Distributed Denial of Service (DDoS) attacks are surging in the UK, as cybercriminals take advantage of the Covid-19 epidemic.
According to a new study by cybersecurity firm Netscout, the number of DDoS attacks in the UK is up 62% year over year. The company recorded more than 248,000 attacks against targets in the UK between January 1 and May 31 of this year, up from 143,000 in the same period in 2019.
According to the study, "Through the end of January 2020, we observed constant growth in the overall DDoS attack rate as organizations continue to experience increased levels of malicious traffic."
In the study, the firm also analyzed the most common DDoS attack vectors and observed that the majority of attacks during this period were volumetric.
A DDoS attack is when hundreds or thousands of Internet-connected devices incessantly request information from a single website or server, paralyzing the responding server and making the website inaccessible.
Netscout says: "These attacks typically rely on relatively high packets per second (pps) and/or bits per second (bps) rates to overwhelm targeted servers, services, applications, and network capacity.
Attackers used so-called "carpet bombing" attack addressing techniques to target individual IP addresses as well as larger networks.
The most common attack vector is DNS reflection/amplification, which Netscout explains is unsurprising given the relatively large number of exploitable open DNS recursors that exist on the Internet today. [The average attack bandwidth in 2020 is about 1 GB/second, which may sound small, but Netscout claims that an attack of this magnitude is actually "operationally significant." Bandwidth increased by 56% to 260.59 TB/s.
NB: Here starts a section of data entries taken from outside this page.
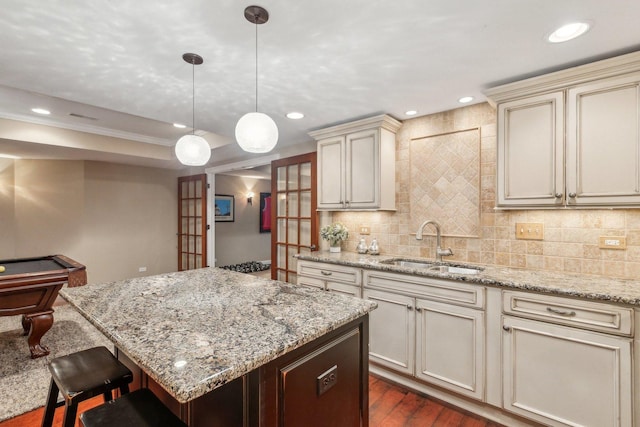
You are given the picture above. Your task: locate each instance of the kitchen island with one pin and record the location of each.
(225, 348)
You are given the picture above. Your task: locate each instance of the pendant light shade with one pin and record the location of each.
(256, 132)
(193, 150)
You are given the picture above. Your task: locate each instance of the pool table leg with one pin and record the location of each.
(36, 325)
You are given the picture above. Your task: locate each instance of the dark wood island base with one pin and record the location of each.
(324, 382)
(29, 286)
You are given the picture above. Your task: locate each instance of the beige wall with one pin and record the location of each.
(571, 237)
(241, 240)
(112, 218)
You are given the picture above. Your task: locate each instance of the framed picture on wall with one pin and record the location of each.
(265, 212)
(224, 208)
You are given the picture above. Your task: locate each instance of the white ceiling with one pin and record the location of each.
(119, 62)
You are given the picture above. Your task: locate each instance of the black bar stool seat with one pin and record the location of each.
(140, 408)
(81, 376)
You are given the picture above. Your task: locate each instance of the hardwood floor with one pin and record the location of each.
(389, 406)
(393, 406)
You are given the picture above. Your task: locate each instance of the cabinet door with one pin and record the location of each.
(392, 330)
(310, 282)
(563, 376)
(343, 288)
(530, 164)
(331, 166)
(450, 347)
(363, 169)
(603, 157)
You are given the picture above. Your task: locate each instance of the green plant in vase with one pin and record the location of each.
(335, 233)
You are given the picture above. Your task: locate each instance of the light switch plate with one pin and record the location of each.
(530, 230)
(613, 242)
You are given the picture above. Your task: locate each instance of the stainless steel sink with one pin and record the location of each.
(408, 263)
(452, 269)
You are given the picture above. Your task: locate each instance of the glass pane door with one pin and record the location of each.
(192, 222)
(293, 182)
The largest DDoS attack observed in the UK this year was 488 GB/sec, compared to 352 GB/sec in 2019, and was against telecommunications organizations. Finally, Netscout tracked the throughput of DDoS attacks and found a 47% increase in the UK.
"We are not even halfway through 2020, and the scale and impact of DDoS attacks is likely to continue to grow," the report concluded.
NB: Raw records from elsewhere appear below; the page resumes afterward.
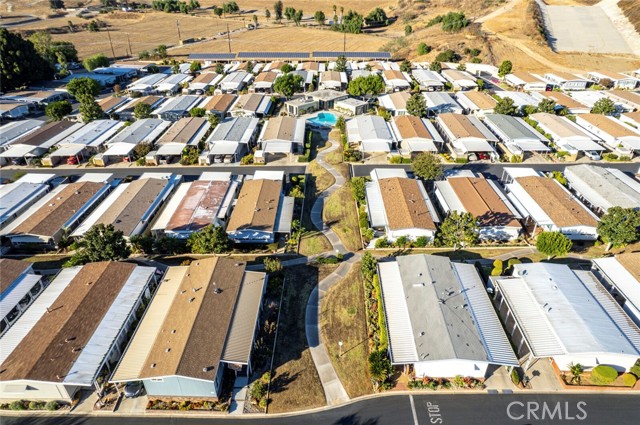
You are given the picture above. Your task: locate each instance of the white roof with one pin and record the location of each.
(545, 298)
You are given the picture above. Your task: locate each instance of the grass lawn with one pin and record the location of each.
(344, 319)
(296, 384)
(314, 243)
(340, 214)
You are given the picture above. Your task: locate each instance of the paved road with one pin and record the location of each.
(417, 409)
(360, 170)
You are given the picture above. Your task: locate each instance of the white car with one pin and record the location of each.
(593, 155)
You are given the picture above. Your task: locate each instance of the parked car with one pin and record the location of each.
(133, 389)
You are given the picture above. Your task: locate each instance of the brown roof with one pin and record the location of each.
(45, 133)
(110, 102)
(608, 125)
(267, 77)
(563, 99)
(404, 205)
(10, 270)
(460, 125)
(48, 219)
(556, 202)
(481, 200)
(47, 353)
(411, 126)
(199, 206)
(125, 213)
(480, 99)
(257, 205)
(183, 130)
(394, 75)
(220, 102)
(205, 77)
(631, 262)
(280, 128)
(194, 331)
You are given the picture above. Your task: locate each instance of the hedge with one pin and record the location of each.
(603, 375)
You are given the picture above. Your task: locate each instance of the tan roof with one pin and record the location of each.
(220, 102)
(110, 102)
(257, 205)
(10, 270)
(411, 127)
(199, 206)
(183, 130)
(527, 77)
(55, 342)
(481, 200)
(192, 337)
(563, 99)
(460, 126)
(280, 128)
(608, 125)
(556, 202)
(126, 212)
(392, 74)
(48, 219)
(404, 205)
(266, 77)
(205, 77)
(481, 100)
(631, 262)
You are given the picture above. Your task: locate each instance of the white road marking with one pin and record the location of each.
(413, 409)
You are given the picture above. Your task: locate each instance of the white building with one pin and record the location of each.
(440, 320)
(554, 312)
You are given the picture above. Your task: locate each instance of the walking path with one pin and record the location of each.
(333, 389)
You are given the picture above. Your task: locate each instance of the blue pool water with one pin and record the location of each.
(324, 119)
"Given that the largest attacks observed this year preceded the full-blown outbreak of the ongoing Covid-19 pandemic, and all the changes in online usage and behavior it brought about, it is difficult to see how organizations can expect DDoS attacks to have a significant impact on their online presence and assets. We are reminded that they are exposed to a fundamental and enduring risk of serious impact to their online presence and assets.